The aim is to give candidates clarity on what to expect at each stage, how they are assessed, and how to prepare — reducing uncertainty and helping people perform at their best.
Purpose
Assess alignment with the role and evaluate experience against key role competencies.
What “good” looks like
Strong candidates typically demonstrate:
- Clear motivation aligned with what the role can offer
- Relevant past experience mapped to the competencies required for the role
- Thoughtful reflection on impact, trade-offs, and learning
Interviewers
Hiring manager or senior team member.
Preparation guidance for candidates
This stage explores your interests, motivations, and prior experience in more detail.
You should expect:
- Competency-style questions
- Follow-ups that probe depth, ownership, and decision-making
Preparation tips:
- Bring concrete examples from your experience
- The STAR framework (Situation, Task, Action, Result) is a helpful way to structure responses
- Focus on your contribution and impact
Stage 2 — Causal Inference Case Study (70 minutes) - (Data set would be sent to the candidate to present and analyse)
Purpose
To assess experience and reasoning across causal inference methods, both experimental and observational.
What “good” looks like
Strong candidates typically demonstrate:
- A solid understanding of the steps involved in designing causal experiments
- Awareness of limitations of traditional A/B testing and how to adapt when experiments fail or are not possible
- Familiarity with observational causal inference methods and their assumptions
- Ability to communicate uncertainty and limitations clearly
Interviewers
Two/Three senior data scientists or data science leaders.
Scenario
You are a data science manager supporting a customer experience product team.

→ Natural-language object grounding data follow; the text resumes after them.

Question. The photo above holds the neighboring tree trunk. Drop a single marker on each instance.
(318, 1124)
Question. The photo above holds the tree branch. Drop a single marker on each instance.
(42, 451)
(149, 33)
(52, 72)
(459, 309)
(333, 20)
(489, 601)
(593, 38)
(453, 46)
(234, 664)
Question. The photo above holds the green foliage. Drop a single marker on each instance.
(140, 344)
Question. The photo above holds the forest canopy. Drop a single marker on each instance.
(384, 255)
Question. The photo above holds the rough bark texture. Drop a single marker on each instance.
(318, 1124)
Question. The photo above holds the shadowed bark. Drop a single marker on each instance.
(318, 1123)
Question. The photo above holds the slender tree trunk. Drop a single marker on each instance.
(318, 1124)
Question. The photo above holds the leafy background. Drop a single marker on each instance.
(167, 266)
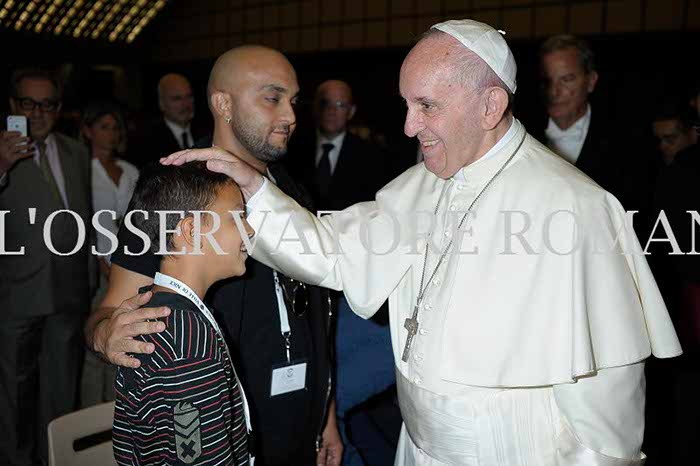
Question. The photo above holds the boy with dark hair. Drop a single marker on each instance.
(184, 403)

The team has developed a new feature for a shopping app: Smart Reorder Suggestions.
This feature uses customers’ purchase history and time since last order to suggest items they’re likely to need soon.
The goals are to:
- Increase basket order size
- Improve customer retention (repeat orders)
The product team wants to understand whether this feature causally improves these outcomes and whether it should be rolled out more widely.
Areas explored (Part 1)
- Choice of unit of randomisation (user, session, household)

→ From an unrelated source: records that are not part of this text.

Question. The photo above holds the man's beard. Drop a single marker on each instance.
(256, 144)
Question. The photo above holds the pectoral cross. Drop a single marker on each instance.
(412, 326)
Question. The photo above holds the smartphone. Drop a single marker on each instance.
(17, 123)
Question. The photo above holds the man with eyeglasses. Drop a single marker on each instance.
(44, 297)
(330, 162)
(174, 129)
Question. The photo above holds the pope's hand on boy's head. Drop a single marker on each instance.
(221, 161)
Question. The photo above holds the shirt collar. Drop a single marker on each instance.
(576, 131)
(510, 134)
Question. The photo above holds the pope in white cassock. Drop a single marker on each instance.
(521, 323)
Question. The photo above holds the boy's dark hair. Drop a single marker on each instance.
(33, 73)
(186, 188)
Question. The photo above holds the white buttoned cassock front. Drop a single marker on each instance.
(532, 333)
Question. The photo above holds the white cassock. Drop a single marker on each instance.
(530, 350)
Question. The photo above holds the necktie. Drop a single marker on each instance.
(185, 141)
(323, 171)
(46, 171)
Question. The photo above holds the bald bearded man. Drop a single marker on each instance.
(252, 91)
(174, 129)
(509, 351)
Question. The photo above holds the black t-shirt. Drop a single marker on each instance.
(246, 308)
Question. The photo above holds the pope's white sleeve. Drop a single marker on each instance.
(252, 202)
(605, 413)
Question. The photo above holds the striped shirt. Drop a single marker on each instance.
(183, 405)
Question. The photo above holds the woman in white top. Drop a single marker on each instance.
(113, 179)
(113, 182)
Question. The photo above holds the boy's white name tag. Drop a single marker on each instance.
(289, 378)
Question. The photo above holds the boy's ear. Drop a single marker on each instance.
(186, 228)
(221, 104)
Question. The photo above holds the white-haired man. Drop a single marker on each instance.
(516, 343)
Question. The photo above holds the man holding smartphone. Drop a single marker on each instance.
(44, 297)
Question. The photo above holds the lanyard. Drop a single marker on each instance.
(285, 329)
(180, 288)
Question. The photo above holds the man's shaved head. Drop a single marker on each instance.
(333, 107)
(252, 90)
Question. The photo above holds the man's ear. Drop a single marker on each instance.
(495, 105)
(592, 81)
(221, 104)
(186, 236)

- Primary and secondary metrics (e.g. basket size, order frequency, retention)
- Effect size and links to business outcomes
- Power, sample size, and sequencing considerations
- Exposure, contamination, and interference risks
- Selection bias, attrition, and adverse effects
- Randomisation strategies (simple vs stratified)
- Statistical validity checks and guardrail metrics
- Decision rules and recommendations
Areas explored (Part 2)
- Recognition of compromised internal validity
- Use of post-hoc adjustment methods:
- Regression adjustment
- Propensity score matching or weighting
- Reweighting or stratified re-analysis
- Awareness of residual bias and deeper causes of failure
- Clear communication of uncertainty and limitations
Areas explored (Part 3)
- Observational causal methods:
- Difference-in-Differences
- Synthetic controls
- Interrupted Time Series
- Matching and quasi-experimental approaches
- Assumptions (e.g. parallel trends, SUTVA)

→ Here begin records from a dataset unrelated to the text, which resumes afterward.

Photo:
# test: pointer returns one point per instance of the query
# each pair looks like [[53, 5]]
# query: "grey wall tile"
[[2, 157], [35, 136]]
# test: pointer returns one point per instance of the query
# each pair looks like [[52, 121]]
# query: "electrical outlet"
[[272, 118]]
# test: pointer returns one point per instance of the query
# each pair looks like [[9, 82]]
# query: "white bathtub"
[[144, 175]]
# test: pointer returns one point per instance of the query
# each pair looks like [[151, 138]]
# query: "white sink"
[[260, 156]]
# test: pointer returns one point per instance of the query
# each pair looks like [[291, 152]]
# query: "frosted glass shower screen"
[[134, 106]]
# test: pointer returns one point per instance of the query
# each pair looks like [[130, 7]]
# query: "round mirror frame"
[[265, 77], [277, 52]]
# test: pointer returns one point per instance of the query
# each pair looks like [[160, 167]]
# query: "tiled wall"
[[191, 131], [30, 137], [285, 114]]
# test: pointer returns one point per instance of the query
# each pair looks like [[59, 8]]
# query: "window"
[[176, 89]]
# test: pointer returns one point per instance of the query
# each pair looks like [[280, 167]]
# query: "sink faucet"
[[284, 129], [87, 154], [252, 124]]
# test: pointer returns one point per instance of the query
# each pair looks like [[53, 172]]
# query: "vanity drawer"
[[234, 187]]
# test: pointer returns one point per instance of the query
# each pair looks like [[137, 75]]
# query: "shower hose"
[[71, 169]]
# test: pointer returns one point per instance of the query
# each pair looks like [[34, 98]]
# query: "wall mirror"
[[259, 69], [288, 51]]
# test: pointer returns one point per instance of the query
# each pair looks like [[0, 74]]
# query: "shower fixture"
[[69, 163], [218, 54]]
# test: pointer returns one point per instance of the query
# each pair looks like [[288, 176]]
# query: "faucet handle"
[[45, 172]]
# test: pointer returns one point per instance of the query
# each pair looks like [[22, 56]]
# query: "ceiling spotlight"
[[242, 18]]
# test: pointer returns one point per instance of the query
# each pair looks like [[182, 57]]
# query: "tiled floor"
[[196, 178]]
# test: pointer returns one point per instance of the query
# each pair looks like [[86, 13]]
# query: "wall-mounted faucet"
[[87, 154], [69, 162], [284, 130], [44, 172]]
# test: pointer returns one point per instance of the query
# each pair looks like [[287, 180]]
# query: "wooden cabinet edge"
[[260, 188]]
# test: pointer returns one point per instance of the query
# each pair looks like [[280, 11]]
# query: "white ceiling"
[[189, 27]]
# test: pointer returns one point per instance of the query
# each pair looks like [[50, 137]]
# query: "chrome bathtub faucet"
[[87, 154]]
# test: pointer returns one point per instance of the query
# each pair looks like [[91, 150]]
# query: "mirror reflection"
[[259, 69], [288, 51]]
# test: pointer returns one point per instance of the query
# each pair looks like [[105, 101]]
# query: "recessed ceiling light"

- Sensitivity analyses and robustness checks
- Seasonality and external shocks
Areas explored (Part 4)
- Use of causal diagrams (DAGs)
- Identifying confounders vs mediators and colliders
- Appropriate control strategies
- Interpretation and communication of results and caveats
Purpose
Assess leadership capability, ability to drive impact through others, and alignment with company values and culture.
What “good” looks like
Strong candidates typically demonstrate:
- Experience leading teams to deliver meaningful outcomes
- Thoughtful approaches to coaching, decision-making, and influence
- Clear alignment with values such as trust, learning, and collaboration
Interviewers
Senior stakeholders and cross-functional leaders.
This process is designed to assess not just technical depth, but judgement, communication, and leadership.
Candidates are not expected to be perfect — the focus is on structured thinking, clarity of reasoning, and the ability to explain trade-offs in complex, real-world situations.